Development of a prognostic model needs to consider various steps, such as the specification and coding of predictors for the model, and how to estimate the model parameters (5). Regression modeling is the most common approach, while machine learning techniques are gaining interest. Both regression and machine learning methods provide predictions for individual patients. It is important to evaluate the quality of the predictions for the derivation cohort (internal validation) as well as for new settings that may differ from the derivation cohort (external validation) (5,6).


Internal validation

Apparent validation implies assessment of model performance directly in the derivation cohort. This approach yields an optimistic estimate of model performance, because the regression coefficients are optimized for the derivation cohort (5). Split-sample validation entails random splitting of the derivation cohort into a development and validation sample. This is a standard but inefficient procedure, and is therefore not recommended (6). Cross-validation and bootstrap resampling are more reliable and desirable methods for internal validation. Cross-validation comprises model development on a part of the derivation cohort, and validation on the rest of the sample. This process is repeated until all patients have been used for model validation, and model performance is estimated over all validations (5). A 10-fold cross-validation uses 90% of the derivation sample for development with validation at 10%; repeated 10 times. Bootstrap resampling indicates drawing random samples with replacement from the derivation cohort, with sample size equal to that of the original cohort. A model is constructed in the bootstrap sample, and its performance is evaluated both in the bootstrap sample and the original cohort. The difference indicates the optimism in performance (5). This optimism is subtracted from the apparent performance to indicate the expected model performance for future patients similar to the derivation cohort. At least 100 samples should be drawn to obtain stable estimates.


External validation

External validation relates to the generalizability and transportability of the prognostic model to another population (1,5). For example, the IMPACT models were validated in the Corticosteroid Randomisation after Significant Head Injury (CRASH) trial—an independent and more recent cohort (3). An elegant variant of cross-validation can also be applied if data from multiple studies are analyzed: validation by leaving out all of the included studies once (3,7).


Performance measures

The classic measures to express model performance are discrimination and calibration. Discrimination refers to the ability of the prognostic model to distinguish between high and low risk patients, and is commonly quantified with the concordance statistic (C-statistic, equal to the area under the receiver operating characteristic curve, AUC). At internal validation, optimism in the C-statistic of the IMPACT models was minimal according to a bootstrap resampling procedure. This is explained by the large sample size (>5,000 patients in all analyses). At cross-validation by study, C-statistics ranged between 0.66 and 0.87, with slightly better performance with increasing model complexity. At validation in the CRASH trial, the C-statistics for the IMPACT core and extended models ranged from 0.78 to 0.83 (3). Note that the discriminative ability of a model at external validation is influenced by differences in case-mix between the derivation and validation cohort. Discriminating high from low risk is more feasible in a heterogeneous population (e.g., an observational study) than in a homogeneous population (e.g., a randomized trial). Indeed, higher C-statistics were found when validating the IMPACT models in less selected cohorts rather than in a randomized controlled trial with strict inclusion criteria (8).

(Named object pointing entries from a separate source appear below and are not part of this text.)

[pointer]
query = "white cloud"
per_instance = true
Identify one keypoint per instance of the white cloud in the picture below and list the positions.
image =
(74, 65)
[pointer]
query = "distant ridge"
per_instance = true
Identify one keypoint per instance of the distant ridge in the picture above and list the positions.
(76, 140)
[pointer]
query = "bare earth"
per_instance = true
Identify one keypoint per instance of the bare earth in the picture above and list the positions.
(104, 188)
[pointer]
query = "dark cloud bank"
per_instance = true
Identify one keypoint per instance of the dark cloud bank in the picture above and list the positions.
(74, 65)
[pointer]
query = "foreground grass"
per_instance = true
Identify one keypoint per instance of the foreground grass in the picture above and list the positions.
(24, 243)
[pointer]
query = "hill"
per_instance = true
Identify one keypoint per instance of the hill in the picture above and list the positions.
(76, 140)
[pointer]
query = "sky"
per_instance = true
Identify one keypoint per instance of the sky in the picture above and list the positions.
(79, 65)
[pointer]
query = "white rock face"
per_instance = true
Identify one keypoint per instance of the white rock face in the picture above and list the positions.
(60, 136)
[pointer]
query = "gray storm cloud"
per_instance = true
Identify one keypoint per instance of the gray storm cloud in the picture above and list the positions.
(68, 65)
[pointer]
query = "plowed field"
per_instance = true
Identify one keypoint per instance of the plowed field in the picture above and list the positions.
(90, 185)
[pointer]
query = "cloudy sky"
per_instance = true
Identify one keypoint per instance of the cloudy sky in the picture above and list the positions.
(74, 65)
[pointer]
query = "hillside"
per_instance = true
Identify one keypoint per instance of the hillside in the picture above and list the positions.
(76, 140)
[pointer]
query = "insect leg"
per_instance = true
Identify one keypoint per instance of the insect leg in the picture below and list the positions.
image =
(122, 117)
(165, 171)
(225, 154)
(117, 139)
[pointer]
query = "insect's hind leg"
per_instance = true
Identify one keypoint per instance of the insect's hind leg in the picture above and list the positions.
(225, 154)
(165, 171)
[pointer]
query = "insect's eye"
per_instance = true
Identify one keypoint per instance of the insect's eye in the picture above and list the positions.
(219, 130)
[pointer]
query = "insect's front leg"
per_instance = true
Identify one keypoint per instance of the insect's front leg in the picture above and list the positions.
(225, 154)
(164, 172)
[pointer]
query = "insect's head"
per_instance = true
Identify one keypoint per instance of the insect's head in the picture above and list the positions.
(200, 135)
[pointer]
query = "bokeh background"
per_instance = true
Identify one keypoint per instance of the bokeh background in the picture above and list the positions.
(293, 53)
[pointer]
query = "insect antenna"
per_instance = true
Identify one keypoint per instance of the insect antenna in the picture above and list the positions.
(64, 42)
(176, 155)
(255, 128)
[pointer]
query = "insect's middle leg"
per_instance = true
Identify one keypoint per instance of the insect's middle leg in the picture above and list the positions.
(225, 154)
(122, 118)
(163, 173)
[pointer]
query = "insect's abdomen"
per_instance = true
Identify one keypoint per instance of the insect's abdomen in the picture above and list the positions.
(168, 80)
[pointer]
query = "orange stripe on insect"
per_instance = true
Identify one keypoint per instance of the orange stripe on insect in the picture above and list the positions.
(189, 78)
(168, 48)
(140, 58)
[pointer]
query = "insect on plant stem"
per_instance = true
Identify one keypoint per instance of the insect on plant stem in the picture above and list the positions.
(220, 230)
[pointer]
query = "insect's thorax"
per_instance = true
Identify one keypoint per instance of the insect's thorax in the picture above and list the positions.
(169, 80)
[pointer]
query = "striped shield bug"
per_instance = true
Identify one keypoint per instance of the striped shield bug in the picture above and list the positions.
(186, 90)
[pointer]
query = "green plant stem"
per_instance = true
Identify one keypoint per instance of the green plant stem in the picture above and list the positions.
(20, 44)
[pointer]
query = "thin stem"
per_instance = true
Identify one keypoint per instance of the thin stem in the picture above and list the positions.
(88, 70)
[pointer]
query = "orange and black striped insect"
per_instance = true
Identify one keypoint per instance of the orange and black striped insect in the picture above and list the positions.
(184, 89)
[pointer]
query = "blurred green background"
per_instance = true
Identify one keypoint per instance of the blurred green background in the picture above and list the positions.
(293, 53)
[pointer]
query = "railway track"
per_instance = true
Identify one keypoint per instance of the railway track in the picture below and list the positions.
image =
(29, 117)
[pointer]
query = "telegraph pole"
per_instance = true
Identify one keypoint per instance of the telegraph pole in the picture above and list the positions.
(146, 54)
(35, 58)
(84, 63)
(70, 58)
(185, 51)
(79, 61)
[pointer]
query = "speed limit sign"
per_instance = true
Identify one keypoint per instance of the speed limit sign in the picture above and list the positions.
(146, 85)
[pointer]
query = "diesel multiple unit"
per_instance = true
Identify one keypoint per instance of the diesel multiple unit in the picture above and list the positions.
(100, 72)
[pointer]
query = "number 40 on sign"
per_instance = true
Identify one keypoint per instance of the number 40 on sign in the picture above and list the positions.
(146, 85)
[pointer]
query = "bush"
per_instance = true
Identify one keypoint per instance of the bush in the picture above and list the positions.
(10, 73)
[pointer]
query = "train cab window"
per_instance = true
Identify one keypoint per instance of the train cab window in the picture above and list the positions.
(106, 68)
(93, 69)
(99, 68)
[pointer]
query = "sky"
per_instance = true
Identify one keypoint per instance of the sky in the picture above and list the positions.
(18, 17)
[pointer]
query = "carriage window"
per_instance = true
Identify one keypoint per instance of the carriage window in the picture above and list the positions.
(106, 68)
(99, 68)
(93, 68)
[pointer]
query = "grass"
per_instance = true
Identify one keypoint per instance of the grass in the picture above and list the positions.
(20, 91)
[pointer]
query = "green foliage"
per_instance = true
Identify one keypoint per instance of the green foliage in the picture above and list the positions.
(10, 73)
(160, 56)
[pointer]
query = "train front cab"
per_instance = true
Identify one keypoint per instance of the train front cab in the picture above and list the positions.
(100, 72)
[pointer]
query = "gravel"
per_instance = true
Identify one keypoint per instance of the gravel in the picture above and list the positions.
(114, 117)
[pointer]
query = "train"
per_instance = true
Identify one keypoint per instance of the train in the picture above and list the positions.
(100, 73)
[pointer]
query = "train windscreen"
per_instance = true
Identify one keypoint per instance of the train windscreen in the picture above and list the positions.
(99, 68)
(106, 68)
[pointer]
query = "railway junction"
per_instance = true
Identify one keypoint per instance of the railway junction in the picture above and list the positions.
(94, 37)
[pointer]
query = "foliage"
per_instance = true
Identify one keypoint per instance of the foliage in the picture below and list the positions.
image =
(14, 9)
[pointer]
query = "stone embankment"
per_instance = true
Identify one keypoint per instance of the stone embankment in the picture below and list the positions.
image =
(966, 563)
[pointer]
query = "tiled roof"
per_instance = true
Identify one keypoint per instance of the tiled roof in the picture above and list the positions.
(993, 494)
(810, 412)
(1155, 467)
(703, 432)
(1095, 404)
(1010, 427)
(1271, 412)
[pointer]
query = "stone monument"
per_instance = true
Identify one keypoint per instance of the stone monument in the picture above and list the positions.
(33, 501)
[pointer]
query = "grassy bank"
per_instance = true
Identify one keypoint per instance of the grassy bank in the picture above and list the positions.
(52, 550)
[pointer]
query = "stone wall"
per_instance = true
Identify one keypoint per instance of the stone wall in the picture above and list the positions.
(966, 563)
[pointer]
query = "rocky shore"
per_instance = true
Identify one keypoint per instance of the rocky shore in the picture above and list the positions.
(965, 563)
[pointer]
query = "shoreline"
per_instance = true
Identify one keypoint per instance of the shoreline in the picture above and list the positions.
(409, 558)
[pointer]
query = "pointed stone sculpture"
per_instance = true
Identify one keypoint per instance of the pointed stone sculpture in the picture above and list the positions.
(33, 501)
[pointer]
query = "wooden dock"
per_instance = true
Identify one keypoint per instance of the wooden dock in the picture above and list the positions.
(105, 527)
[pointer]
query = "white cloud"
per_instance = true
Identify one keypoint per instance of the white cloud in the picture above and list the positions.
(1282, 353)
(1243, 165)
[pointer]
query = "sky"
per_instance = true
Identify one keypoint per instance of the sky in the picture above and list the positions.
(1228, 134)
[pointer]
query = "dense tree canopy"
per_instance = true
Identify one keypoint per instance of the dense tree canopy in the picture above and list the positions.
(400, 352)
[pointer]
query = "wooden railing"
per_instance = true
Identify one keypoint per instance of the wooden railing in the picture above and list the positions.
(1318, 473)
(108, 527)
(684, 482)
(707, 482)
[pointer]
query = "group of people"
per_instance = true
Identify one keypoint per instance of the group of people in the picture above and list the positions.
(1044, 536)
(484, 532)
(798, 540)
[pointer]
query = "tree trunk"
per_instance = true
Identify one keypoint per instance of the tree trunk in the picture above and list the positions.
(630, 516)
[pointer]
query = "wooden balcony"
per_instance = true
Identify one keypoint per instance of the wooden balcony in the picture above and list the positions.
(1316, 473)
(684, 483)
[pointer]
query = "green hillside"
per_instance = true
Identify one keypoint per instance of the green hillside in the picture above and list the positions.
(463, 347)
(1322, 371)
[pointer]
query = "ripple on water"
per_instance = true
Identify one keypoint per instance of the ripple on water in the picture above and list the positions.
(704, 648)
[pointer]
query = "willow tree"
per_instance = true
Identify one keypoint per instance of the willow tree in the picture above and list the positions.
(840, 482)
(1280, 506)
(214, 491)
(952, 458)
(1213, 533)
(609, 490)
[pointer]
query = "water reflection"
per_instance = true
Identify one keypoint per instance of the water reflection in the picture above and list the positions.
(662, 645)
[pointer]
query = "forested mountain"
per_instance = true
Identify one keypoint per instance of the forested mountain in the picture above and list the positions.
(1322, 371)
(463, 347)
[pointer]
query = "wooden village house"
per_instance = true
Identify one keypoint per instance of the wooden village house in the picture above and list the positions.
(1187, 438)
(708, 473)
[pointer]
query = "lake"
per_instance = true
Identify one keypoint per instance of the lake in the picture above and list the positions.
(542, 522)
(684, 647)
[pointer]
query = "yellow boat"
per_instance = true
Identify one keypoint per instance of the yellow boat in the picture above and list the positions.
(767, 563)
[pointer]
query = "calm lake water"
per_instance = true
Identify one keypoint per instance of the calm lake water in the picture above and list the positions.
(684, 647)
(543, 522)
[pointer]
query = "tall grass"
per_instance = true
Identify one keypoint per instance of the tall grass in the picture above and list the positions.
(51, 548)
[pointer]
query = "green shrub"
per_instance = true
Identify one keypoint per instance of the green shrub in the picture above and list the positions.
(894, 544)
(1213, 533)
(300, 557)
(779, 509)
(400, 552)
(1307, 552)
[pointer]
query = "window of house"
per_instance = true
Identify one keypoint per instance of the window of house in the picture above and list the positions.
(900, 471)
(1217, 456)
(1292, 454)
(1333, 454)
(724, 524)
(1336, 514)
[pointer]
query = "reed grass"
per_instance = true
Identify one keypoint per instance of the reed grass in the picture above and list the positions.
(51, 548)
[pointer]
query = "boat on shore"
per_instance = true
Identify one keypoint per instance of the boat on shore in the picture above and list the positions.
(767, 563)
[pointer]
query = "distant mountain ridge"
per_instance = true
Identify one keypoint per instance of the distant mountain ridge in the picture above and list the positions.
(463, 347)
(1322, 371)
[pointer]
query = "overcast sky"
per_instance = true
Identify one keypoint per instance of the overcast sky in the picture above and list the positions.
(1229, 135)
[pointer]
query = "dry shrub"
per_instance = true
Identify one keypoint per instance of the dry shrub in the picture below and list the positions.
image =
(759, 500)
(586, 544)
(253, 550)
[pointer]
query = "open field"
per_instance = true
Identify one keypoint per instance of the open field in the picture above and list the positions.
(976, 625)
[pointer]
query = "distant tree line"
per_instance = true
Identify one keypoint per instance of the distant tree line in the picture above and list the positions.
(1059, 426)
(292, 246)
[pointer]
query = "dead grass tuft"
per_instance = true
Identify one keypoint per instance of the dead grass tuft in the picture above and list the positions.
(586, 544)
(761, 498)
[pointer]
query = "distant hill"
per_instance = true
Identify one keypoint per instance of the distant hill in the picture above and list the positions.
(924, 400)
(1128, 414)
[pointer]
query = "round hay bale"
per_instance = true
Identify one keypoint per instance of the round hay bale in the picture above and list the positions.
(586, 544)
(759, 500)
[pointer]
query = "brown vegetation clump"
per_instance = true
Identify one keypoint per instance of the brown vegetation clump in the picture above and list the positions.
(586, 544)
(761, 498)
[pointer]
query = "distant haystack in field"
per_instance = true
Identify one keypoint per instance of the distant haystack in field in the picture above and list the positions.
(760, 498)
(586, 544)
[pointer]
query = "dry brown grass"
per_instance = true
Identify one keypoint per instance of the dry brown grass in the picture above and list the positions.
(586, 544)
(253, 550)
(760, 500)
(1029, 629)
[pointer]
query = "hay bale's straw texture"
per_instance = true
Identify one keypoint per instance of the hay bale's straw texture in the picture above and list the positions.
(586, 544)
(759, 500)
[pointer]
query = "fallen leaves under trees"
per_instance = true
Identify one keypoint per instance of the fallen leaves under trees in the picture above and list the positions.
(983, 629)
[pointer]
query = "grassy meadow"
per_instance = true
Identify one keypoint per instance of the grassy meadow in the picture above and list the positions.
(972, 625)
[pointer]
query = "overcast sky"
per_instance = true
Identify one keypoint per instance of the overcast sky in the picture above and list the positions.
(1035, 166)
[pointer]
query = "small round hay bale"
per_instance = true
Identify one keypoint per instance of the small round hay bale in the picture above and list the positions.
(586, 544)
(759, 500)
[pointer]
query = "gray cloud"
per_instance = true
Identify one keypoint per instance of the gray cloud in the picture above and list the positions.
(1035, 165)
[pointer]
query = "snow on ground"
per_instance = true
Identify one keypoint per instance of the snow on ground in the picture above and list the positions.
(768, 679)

Calibration indicates the agreement between observed outcomes and predicted probabilities. Calibration may be assessed graphically in a calibration graph (Figure 1A,B). Ideally, we observe a 45 degree line with calibration slope 1 and intercept 0. Calibration is less relevant at internal validation, because any model provides on average correct predictions for the derivation cohort. At external validation, the IMPACT models showed some miscalibration, with systematic underestimation of the risk for mortality and unfavorable outcome (Figure 1A,B) (3). Such systematic miscalibration may be attributed to differences in predictors that were not included in the proposed model, e.g., differences in treatment. In the current literature on prognostic models, the importance of model calibration is often undervalued. Adequate model calibration is however crucial for adequately informing patients about their risks, and for decision support (9).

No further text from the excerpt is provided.